When was the last time you sat down with members of your IT team? If the answer is within the last month, good — you’re doing it right. If you’re struggling to recall when that last meeting was held, you need to pick up the phone now, or walk down the hall. At BP, the answer was to set up a monthly meeting between IT and Legal to discuss challenges, opportunities, and to connect over common areas of interest. These monthly meetings serve as essential building blocks for crafting a holistic, company-wide strategy that is focused on developing a robust, technology-driven legal infrastructure.
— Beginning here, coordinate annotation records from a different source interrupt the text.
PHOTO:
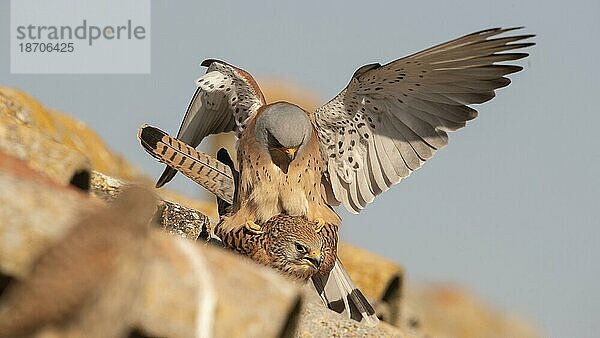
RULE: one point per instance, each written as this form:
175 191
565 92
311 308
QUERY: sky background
508 209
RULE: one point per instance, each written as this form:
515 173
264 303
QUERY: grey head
284 130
As these meetings have progressed and generated positive results, they have also branched out into quick, weekly calls — just 20 minutes — to tick through open items and to share status updates. This isn’t rocket science, but many companies rarely do it. Obvious synergies aside, these conversations foster camaraderie between teams. There’s little reason not to have them.

Legal has been the naysayer for too long. To move forward together with IT, this needs to change. Legal needs to start saying ”Yes,” or at least not to say “No” without first listening to and understanding what our IT colleagues have to say. We are one team together, so let us, as Legal, take the first step into this new world of cooperation and collaboration — taming the data beast together.